Q&A – Rebecca Larkin

Clay Technology magazine
,
13 Feb 2017

Rebecca Larkin tells Natalie Daniels about the challenges facing the construction industry and why brick captures headlines for the wrong reasons.

Tell me about your background and career to date.

I have been an economist for around eight-to-nine years, working in general economic analysis of emerging markets and then the UK economy. I particularly enjoyed construction and housing and moved to the Construction Productions Association (CPA). I have been working there for nearly three years.

What has been your career highlight? 

From an economics point of view, it is seeing how real life situations can reflect what you have learnt. Quite soon after I began working, we had the global financial crisis and the recession that followed – it was a really interesting time. Now, we have got the completely unprecedented situation of Brexit over the next few years. It is going to make things interesting for us. 

How does brick stand against other construction materials?

I think brick grabs a lot of headlines as a catch-all for building materials and products and it can often misrepresent what is actually going on in materials supply. It is important for us to correctly report it. The Department of Business, Energy and Industrial Strategy provides thorough statistics for brick, and it is one of the very few materials that has comprehensive figures. We can go back to the news reports and say that often what these journalists are saying isn’t true, or may not be the overall trend in construction. 

Which areas of the construction industry are thriving or struggling at the moment?

Everything is business as usual at the moment. I think issues will arise when the Government starts to trigger Article 50 and that generates a lot of uncertainty. You will see different phasing as to how that will affect construction – for example, private housing will be hit first as it is so closely linked to the economy. Then you will have long-term hits such as offices and retail, where current contracts will continue to be built out. It is when this demand stops that we will see a tail-off and a downturn in commercial building activity.   

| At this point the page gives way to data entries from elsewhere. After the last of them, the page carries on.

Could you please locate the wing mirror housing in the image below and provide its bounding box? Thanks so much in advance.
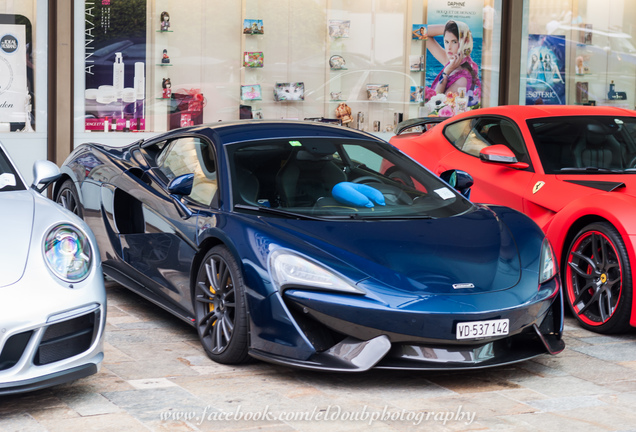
[168,174,194,219]
[479,144,530,169]
[31,160,62,193]
[439,170,475,199]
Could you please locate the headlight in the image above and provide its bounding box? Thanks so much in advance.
[539,237,559,285]
[44,224,92,282]
[269,250,364,294]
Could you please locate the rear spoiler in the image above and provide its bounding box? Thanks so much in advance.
[394,117,449,135]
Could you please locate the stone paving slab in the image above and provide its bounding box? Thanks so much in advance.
[0,282,636,432]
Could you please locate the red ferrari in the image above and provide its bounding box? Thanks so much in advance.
[391,105,636,333]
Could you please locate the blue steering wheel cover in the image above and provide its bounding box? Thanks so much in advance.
[331,182,386,208]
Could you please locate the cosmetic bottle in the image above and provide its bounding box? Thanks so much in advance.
[455,87,468,114]
[134,62,146,126]
[113,53,124,99]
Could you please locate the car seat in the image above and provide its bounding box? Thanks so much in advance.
[573,124,623,169]
[234,166,260,205]
[276,150,347,207]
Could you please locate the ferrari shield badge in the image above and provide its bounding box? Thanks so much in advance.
[532,181,545,194]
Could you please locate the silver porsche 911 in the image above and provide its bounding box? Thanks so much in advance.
[0,145,106,395]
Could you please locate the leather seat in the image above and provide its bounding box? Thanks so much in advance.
[276,150,347,207]
[573,124,623,169]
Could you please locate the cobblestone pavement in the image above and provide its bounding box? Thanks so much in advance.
[0,282,636,432]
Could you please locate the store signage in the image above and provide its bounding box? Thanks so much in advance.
[0,24,29,123]
[526,34,565,105]
[424,0,484,117]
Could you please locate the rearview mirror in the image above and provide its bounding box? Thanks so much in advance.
[479,144,530,169]
[168,174,194,219]
[439,170,474,199]
[31,160,61,192]
[168,174,194,197]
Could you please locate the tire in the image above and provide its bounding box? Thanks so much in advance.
[193,246,249,364]
[563,222,633,334]
[55,180,84,218]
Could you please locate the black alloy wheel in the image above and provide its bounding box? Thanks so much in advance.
[564,222,633,333]
[55,180,83,217]
[193,246,249,364]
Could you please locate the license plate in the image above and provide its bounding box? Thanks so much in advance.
[457,318,510,339]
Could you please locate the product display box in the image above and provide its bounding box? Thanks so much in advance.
[168,91,205,130]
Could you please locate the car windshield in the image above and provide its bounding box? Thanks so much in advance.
[227,138,473,219]
[528,116,636,174]
[0,147,26,193]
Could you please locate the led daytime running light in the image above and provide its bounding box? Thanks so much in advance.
[44,225,92,282]
[539,238,558,285]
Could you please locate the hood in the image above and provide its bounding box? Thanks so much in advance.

Is this something that the UK should be concerned about?

I think it is the uncertainty it generates. As I said, it is an unprecedented event and we just don’t know how it will play out. An environment of uncertainty can really affect businesses and investments. This filters through to decision-making and a lack of construction contracts, which will translate into lower building activity. It is about trying to see through the uncertainty to form an idea of what trends will arise. 

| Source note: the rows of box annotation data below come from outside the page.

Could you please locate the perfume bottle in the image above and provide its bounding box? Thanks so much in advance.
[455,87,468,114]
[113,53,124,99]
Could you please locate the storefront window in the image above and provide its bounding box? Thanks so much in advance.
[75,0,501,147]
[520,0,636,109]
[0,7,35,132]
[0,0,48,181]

Do you see the skills gap as an issue in the UK that could be improved on?

Without a doubt it is an issue. We have a large proportion of the construction workforce reaching retirement age. The construction workforce is still recovering from the last recession and we haven’t recovered the same amount of jobs on a nationwide level. There is definitely more to be done, such as recognised training qualifications, encouraging younger people and engaging with schools. From an economist’s point of view, it is quite difficult to promote from a skills perspective. In the 2008–09 recession, construction output fell much more sharply than the overall economy and was even more magnified in house building, for example. It is very difficult to smooth out economic cycles and showcase construction as an industry that has a steady growth profile.

What would you say is most important to encourage people into the construction industry? 

I think it is the whole training and qualification side that can be promoted – certainly on the product side – but it can be very fragmented. There are thousands of training programmes – some formalisation of these would be useful. This way you can make a career out of having a skill in one area of construction, without barriers based on products you’ve previously worked with, or your location, for example, as can be seen in some Section 106 agreements and local labour clauses.

You mentioned a forecast was updated in November. What results did you get from this? 

Our Summer forecast was determined immediately after the referendum, with almost no data for us to base our projections on. For the Autumn forecast we had a few data points and insight from our members who could inform us how construction and orders were performing ‘on the ground’. Compared with the Summer, where we’d been forecasting a contraction in 2017 and a recovery in 2018, our Autumn forecasts envisage broadly flat activity in both 2017 and 2018. Performance by sector is more nuanced, however, with a contraction expected in commercial offices and industrial factories and warehouses, but growth in infrastructure, which is shored up by five-year investment programmes. 

Are there any trends in construction emerging in 2017?

The depreciation in the pound since the middle of 2016 has filtered through quickly into higher prices for imported materials and will combine with the inflationary pressures we’ve seen on the labour side over the last 18 months. This affects the entire supply chain, from product manufacturers through to building contractors. The construction industry doesn’t export very much so it remains exposed to any further volatility in the exchange rate that might occur as Brexit negotiations commence.

Rebecca Larkin is a Senior Economist at the Construction Products Association. Her work involves analysing the UK construction market, with a focus on private and public housing and collating and analysing economic data relevant to the construction products industry.